10 Responses to “What a mess, but we can “do something””

  1. beth Says:

    yes, Audrey, I so agree

  2. Yes, yes, yes! I’ve been in quite a funk of late, my anger at those who refuse vaccines, who prance around unmasked in public spaces where there are other people to consider, quite deep. Good public health practices and medical information that has taken generations to develop discarded for political reasons or just plain selfishness is the worst example of being human right now; short-term self-satisfaction instead of long-term community sustainability. Some days, it feels like we are all doomed. And then I remember that those of us still trying are likely to live longer. I’ll consider that the best revenge.

  3. Judy shank Says:

    You are so right!!!!

  4. This has given me a real insight to how things are there right now. Thanks for sharing and for encouraging others to do the right thing for their community.
    We heard here that most everything (minus restaurants, museums, and large events) will open back up. There were protests around the country yesterday with businesses opening while the country was still in lockdown. People are frustrated everywhere. Our numbers are slowly going up and are huge 35,000/day as of yesterday but hospitalized are fewer than expected. Still I am careful. Suffering from immune issues means always thinking “is that trip to the store really worth it?” I would love for a time to return when I wouldn’t have to even consider that question.
    Stay safe, mask up, get vaccinated and help us defeat this virus!

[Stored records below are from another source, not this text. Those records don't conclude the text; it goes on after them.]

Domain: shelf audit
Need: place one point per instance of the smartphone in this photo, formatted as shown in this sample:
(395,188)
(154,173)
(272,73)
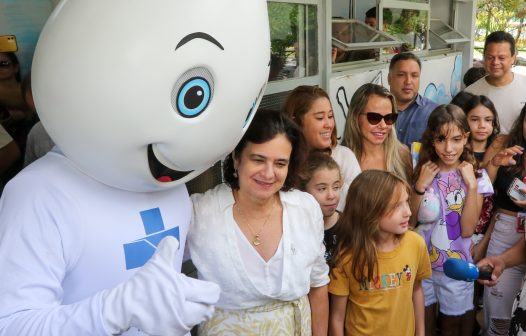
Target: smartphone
(514,190)
(8,43)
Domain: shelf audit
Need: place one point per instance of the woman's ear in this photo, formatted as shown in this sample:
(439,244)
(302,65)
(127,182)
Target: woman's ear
(235,160)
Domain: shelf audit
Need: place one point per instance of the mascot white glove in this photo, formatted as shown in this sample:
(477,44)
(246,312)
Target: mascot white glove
(158,299)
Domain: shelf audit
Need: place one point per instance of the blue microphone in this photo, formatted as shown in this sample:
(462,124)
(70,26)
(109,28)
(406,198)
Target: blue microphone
(459,269)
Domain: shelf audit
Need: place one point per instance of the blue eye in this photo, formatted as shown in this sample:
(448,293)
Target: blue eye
(193,92)
(193,97)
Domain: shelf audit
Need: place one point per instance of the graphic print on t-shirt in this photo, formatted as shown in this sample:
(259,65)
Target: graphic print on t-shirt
(138,252)
(387,280)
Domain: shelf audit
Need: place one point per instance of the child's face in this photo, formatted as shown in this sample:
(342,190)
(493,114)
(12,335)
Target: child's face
(325,186)
(397,220)
(480,120)
(449,146)
(318,124)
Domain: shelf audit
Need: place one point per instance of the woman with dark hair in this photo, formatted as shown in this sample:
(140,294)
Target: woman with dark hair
(484,129)
(310,107)
(10,78)
(260,240)
(507,230)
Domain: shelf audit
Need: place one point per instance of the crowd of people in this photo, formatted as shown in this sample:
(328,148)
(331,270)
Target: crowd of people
(308,236)
(388,225)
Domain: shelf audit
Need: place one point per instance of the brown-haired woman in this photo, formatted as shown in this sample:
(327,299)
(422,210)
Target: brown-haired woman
(260,240)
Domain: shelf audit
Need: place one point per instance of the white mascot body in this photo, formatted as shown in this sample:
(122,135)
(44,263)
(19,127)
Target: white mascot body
(140,96)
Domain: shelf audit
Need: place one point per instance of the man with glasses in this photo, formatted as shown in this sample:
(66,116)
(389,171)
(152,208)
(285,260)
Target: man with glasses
(413,109)
(504,87)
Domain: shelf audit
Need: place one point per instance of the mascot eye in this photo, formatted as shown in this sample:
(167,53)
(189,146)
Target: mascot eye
(193,92)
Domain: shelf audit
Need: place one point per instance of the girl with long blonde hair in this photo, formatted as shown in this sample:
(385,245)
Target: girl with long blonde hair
(379,264)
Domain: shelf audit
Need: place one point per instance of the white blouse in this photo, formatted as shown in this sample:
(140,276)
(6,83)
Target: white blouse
(214,250)
(349,168)
(265,275)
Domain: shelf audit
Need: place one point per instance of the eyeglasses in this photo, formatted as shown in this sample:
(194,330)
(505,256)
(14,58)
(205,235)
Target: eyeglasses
(374,118)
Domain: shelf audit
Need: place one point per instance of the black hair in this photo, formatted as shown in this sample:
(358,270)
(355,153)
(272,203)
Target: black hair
(467,102)
(500,36)
(371,12)
(266,125)
(404,56)
(26,85)
(13,59)
(473,74)
(516,137)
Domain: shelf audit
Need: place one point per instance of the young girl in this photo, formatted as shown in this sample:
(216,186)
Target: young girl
(379,265)
(483,122)
(322,179)
(445,180)
(310,107)
(484,128)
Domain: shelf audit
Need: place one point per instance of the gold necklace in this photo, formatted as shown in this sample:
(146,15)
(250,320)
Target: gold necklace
(257,235)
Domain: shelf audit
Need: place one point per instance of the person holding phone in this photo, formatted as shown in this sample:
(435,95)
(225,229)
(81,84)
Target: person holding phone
(509,165)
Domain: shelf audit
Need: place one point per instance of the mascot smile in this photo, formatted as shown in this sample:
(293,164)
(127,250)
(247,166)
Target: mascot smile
(140,97)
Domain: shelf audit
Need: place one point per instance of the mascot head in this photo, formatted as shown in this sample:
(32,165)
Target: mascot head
(144,95)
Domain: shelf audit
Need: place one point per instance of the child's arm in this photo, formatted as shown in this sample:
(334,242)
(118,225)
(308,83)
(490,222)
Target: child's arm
(419,308)
(338,309)
(425,177)
(479,250)
(472,203)
(319,305)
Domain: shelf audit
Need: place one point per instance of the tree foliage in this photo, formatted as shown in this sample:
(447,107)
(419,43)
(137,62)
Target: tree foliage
(508,15)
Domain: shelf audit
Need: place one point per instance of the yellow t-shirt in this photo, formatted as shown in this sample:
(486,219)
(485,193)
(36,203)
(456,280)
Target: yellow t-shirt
(384,306)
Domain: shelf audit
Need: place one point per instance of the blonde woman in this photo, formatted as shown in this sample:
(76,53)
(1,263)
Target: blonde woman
(369,132)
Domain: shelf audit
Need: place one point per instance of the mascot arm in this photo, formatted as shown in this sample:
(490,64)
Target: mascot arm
(156,299)
(180,302)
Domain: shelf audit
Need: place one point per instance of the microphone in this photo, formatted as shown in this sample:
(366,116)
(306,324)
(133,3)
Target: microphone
(459,269)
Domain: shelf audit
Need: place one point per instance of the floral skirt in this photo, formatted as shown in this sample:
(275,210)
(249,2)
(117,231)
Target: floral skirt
(276,318)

    • Paula, I’m sorry you’re dealing with an equally as difficult situation in The Netherlands. Thank you for continuing to care, to take precautions, to do your part.

      Here in Minnesota, we are at our highest number of active cases (currently 67,000) during the pandemic. Hospitals are overwhelmed. More and more younger people are dying. It’s not “just the elderly” in nursing homes. I could go on and on.

      Some schools are only now beginning to require masks. St. Paul and Minneapolis have mandates (soon to go into effect) which will require proof of vaccination for restaurants, concert and sports venues, etc., anywhere food and beverages are served. Reaction has been mixed. Whatever you can imagine.

      My frustration level is through the roof. We just really need to all start caring about one another.